Kemudian, di jaba tengah di bangun Bale Agung sebagai tempat sidang, untuk numbuhang saluiring daging gumi, dan sebelah timurnya dibangun Puseh sebagai puseran (debit air) untuk ngamerthanin gumi serta Melanting sebagai linggih Sri Sedana (beras-pipis) sebagai dasar mertha manusia.

Di sebelah tenggara pura, dibangun Taman Beji sebagai tempat pesucian Ida Bhatara Dasar Buana dan juga difungsikan sebagai tempat ngingsah beras pada saat pelaksanaan yadnya-yadnya besar di Kahyangan Jagat Dasar Buana.

Setelah Pura selesai dibangun, Dalem Gelgel, mengumpulkan semua rakyat, semua warga, untuk menyatukan diri, agar semua warga pada ingat pasa kawitannya. Tujuannya untuk ingat pada ayah ibu, dasarnya dan kawitannya.

Penyatuan pengukuhan semua warga ini dinamakan Pemacekan Agung, bukan saja pemacekan (5 hari setelah Galungan dan 5 hari menjelang Kuningan). “Kata Pemacekan ini mengandung makna dalam, dari bahasa pacek yang artinya tekenan, tanda tangan, serta agung artinya besar. Pemacekan Agung pengukuhan penyatuan semua warga,” tegas tokoh yang sering dilibatkan dalam upacara agama besar di Klungkung ini.

Baca juga:  "Masineb", Karya Agung di Pura Dasar Bhuana

Berdasarkan itu, Pura Dasar Buana yang berawal dari sila majemuh, kemudian dibangun dan ditata serta dilengkapi beberapa pangayengan dan palinggih lainnya, sebagaimana yang diwarisi sampai sekarang. Kini, menjadi tempat suci umat Hindu, sebagai Kahyangan Jagat.

“Karena berstatus kahyangan jagat, maka disebut kahyangan jagat dasar buana, bukan pura kawitan, bukan pura catur warga, karena warga dari berbagai trah itu banyak dan juga bukan pura pemujaan leluhur raja-raja, karena pemujaan leluhur raja sudah ada pedarman,” jelas Dewa Soma.
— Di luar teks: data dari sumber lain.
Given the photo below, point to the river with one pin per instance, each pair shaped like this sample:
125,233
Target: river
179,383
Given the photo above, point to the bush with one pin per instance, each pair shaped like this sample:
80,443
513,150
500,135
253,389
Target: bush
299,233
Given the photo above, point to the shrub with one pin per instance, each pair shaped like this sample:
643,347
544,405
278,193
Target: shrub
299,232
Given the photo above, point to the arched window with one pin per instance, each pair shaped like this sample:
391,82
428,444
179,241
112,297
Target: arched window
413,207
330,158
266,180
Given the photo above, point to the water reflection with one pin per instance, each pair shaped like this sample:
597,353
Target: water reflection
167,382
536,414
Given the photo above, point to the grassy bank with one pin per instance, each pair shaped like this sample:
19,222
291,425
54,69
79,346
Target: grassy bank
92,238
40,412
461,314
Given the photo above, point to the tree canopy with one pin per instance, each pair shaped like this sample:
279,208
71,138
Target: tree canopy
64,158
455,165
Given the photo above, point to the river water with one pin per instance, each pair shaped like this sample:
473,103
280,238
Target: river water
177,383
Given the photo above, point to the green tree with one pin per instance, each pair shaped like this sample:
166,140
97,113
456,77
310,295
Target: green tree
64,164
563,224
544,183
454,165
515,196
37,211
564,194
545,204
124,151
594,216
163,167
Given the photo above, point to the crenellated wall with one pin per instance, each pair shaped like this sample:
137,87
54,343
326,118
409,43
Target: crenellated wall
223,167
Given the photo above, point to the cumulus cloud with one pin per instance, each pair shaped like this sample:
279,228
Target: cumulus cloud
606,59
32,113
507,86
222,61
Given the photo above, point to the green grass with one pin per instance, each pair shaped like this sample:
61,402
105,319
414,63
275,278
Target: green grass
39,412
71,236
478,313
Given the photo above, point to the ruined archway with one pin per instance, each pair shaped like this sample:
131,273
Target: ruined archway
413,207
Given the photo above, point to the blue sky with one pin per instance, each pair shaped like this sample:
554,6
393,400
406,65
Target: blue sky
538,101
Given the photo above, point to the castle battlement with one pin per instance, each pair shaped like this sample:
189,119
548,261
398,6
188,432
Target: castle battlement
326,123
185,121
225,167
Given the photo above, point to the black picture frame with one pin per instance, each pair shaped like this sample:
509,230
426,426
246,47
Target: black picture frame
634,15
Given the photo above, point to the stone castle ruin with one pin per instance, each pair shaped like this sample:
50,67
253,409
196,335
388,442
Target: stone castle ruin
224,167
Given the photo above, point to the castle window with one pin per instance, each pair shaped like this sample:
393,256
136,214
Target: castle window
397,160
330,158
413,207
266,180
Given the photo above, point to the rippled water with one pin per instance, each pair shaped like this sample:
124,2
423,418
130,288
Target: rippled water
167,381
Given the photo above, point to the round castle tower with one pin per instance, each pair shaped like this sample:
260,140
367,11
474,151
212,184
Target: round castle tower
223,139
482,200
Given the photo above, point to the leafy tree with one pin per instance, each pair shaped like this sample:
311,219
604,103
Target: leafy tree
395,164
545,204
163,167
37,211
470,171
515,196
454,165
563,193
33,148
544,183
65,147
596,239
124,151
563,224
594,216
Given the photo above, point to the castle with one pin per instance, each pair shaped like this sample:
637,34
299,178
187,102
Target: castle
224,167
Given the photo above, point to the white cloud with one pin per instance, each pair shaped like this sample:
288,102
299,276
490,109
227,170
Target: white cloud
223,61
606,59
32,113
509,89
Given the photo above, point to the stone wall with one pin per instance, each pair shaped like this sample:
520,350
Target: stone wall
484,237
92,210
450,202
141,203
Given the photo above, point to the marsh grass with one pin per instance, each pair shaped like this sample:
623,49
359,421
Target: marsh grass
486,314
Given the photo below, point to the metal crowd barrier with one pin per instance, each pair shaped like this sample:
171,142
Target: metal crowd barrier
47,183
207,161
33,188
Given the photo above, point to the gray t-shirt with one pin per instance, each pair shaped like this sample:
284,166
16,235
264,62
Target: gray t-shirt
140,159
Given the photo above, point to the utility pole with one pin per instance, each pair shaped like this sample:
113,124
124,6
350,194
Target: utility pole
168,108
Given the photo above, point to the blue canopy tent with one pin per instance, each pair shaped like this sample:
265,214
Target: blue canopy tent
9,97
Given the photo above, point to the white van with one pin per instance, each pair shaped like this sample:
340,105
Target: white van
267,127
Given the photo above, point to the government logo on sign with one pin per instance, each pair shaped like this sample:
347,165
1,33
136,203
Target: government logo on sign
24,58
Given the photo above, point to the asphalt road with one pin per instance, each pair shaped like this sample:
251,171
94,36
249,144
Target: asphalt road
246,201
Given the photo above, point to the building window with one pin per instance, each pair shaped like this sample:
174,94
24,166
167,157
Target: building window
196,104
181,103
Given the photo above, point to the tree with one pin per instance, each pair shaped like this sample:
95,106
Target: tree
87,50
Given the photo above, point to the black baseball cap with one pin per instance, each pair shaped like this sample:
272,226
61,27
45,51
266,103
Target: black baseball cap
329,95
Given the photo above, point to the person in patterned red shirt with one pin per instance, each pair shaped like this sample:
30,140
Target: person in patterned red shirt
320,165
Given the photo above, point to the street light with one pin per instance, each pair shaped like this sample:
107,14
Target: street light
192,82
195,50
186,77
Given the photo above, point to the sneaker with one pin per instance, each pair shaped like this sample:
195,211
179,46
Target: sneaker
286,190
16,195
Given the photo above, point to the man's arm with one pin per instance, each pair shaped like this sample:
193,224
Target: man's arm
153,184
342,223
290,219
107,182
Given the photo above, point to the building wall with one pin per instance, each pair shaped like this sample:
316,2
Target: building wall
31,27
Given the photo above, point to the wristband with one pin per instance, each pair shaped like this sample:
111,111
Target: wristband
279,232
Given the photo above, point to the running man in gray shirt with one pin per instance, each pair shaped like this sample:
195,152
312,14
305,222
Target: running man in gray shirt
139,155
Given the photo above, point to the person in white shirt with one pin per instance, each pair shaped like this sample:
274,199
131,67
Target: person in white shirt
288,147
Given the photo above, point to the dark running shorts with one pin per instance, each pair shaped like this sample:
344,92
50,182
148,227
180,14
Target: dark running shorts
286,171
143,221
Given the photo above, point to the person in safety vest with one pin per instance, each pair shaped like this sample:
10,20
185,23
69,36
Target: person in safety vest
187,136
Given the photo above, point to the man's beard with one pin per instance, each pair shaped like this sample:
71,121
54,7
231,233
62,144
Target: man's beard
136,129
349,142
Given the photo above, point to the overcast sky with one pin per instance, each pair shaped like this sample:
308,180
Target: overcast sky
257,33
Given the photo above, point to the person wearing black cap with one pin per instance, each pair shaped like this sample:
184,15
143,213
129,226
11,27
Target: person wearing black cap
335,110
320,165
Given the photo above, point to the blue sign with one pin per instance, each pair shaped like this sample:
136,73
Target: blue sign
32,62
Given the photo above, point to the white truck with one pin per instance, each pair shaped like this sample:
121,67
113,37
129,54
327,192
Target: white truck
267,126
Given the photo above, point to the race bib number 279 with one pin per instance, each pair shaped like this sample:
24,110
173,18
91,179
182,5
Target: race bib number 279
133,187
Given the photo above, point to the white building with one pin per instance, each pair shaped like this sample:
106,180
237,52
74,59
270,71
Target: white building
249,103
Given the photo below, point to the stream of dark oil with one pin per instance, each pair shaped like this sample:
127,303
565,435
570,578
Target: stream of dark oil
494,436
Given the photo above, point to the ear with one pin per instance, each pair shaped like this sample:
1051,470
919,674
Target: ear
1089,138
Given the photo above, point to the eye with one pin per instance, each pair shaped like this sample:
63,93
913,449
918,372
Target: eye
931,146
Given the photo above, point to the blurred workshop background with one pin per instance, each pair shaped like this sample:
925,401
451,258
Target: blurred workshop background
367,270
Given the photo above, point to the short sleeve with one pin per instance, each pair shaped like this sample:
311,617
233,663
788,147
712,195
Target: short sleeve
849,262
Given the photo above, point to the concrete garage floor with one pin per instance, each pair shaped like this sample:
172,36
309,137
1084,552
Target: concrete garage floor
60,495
Sedangkan fungsinya sebagai pura penyatuan semua warga dari tatakan yang sama, dasar yang sama, untuk menyatukan diri eling ring kawit, eling mesolah, eling mekerthi, agar sida mesila-mesolah nangun tapa-nangun kerthi yang diperingati setiap Pemacekan Agung. Ini dinamakan pujawali.

Baca juga:  Prosesi Melasti Rangkaian Karya di Pura Penataran Sasih

Kemudian untuk selalu ingat pada Ibu (dewi uma) yang ngamertanin umat, dilaksanakan upacara Ngusabha Nini setiap Purnama Kapat, untuk eling ring Nini Patuk-Kaki Patuk sebagai dewaning uma, sebagaimana yang kita warisi secara turun termurun.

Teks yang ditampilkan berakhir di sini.